Шенар, казалось, пребывал в прекрасном расположении духа.

— Если я нужен тебе, Рамзес, я в твоем распоряжении.

— Проверяешь ли ты, что делают твои писари?

— Не вникая особо в детали.

— А как насчет закупки папируса?

— Что, какая-то неточность?

— На самом деле твои писари в приказном порядке забирают большую часть высокосортного папируса.

— Я люблю писать на материале хорошего качества, но согласен, что подобные действия недопустимы; виновные будут строго наказаны.

Реакция Шенара удивила регента: он не только не протестовал, но, напротив, признавал свою ошибку.

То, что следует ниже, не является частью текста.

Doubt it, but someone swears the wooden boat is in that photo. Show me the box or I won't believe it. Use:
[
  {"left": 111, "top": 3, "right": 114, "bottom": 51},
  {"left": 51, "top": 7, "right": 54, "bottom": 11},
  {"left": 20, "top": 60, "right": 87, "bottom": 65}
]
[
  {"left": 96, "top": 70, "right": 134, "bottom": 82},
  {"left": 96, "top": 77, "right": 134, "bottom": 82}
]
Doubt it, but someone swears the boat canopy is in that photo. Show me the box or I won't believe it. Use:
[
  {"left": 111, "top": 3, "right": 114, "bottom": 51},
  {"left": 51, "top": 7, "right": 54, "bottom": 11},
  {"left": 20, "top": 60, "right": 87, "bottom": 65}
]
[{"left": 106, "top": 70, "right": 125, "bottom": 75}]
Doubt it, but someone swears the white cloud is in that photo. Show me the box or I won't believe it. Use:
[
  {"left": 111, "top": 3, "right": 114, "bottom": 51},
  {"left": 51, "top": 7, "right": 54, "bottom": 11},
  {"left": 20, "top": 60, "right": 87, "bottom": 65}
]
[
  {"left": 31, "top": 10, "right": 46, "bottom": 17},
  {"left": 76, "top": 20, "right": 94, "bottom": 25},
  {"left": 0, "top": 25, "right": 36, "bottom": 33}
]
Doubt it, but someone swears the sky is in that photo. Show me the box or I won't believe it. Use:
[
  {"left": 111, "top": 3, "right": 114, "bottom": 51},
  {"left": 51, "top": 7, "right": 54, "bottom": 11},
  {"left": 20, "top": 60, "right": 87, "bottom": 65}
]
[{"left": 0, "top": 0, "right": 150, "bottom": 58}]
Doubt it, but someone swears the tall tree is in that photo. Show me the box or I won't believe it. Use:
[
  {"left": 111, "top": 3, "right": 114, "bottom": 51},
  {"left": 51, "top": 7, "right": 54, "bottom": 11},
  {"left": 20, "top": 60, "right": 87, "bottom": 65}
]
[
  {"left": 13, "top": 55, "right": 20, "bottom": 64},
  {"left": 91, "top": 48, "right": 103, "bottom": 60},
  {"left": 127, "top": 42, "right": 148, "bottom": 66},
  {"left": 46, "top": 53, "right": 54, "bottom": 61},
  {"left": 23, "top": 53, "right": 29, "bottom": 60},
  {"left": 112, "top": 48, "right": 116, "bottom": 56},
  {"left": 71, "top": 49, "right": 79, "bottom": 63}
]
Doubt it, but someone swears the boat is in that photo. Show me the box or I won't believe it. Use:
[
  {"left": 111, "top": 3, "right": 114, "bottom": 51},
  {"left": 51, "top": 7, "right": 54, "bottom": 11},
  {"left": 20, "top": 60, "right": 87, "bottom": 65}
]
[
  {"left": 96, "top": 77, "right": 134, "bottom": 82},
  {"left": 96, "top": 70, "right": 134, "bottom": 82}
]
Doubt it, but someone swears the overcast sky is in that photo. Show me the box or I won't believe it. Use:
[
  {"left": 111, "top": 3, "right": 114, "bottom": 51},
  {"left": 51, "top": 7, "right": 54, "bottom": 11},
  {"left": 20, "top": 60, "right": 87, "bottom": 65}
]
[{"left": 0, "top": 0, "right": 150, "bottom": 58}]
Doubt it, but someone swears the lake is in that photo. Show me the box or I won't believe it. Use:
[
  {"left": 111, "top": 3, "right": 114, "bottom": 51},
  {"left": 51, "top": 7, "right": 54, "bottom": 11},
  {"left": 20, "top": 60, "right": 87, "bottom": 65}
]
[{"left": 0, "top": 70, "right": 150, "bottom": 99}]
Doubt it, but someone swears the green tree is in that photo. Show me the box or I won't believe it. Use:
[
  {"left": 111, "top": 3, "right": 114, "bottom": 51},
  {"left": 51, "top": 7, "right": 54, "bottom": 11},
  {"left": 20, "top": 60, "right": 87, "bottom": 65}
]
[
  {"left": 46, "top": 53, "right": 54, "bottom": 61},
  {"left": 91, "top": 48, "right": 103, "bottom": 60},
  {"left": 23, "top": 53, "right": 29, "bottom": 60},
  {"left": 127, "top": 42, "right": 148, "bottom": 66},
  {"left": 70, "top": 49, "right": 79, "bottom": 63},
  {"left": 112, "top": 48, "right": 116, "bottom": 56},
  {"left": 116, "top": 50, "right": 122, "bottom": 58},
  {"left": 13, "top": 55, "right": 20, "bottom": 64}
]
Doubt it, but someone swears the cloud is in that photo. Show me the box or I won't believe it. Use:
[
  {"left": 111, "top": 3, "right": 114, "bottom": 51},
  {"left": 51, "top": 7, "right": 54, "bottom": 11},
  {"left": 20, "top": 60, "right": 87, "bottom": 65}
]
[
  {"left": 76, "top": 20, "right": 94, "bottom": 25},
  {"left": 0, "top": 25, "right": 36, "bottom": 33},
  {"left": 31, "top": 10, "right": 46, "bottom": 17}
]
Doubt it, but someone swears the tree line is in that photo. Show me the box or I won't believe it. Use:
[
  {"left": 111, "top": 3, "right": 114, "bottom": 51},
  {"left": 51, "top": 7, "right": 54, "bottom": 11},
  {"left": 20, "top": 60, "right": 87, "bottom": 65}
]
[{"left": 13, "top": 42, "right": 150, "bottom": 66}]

— Мне нравится твоя манера действовать, — объявил Шенар, — да, нужно проводить реформы и очищать общество. Нельзя мириться ни с одним, даже самым малым злоупотреблением. В этом я могу тебе очень помочь; занятие протоколом позволяет мне хорошо узнать нравы двора и выявить некие отклонения в поведении. Недостаточно их обнаружить, следует это исправлять.

Рамзес спрашивал себя, неужели это и в самом деле его старший брат стоит сейчас перед ним; какому божественному началу удалось сделать из ушлого придворного поборника справедливости?

— Я с удовольствием приму твое предложение.

— Ничто не доставило бы мне большей радости, чем наше прямое сотрудничество! Начну с чистки собственных конюшен, а затем мы возьмемся за дела государственные.

— Неужели все так запущено?

— Сети великий правитель, его имя останется в истории, но он не может заниматься всем и всеми! Когда ты — сановник или сын или внук сановника, то начинаешь приобретать вредные привычки и попирать права других. Как регент ты можешь положить конец этому попустительству. Я сам еще недавно пользовался слишком большими привилегиями, но это время прошло. Мы — братья, фараон указал каждому из нас его место, — вот та реальность, в которой мы должны существовать.

— Что это означает, мир или перемирие?

— Мир, окончательный и бесповоротный, — заявил Шенар. — Мы слишком долго соперничали, каждый в этом преуспел; эта братоубийственная война не имеет смысла. Ты регент, я глава протокола; сделаем же все возможное для блага страны.

После ухода Шенара Рамзес пребывал в каком-то сомнении. Что это было — ловушка, смена стратегии или его брат, на самом деле, говорил искренне?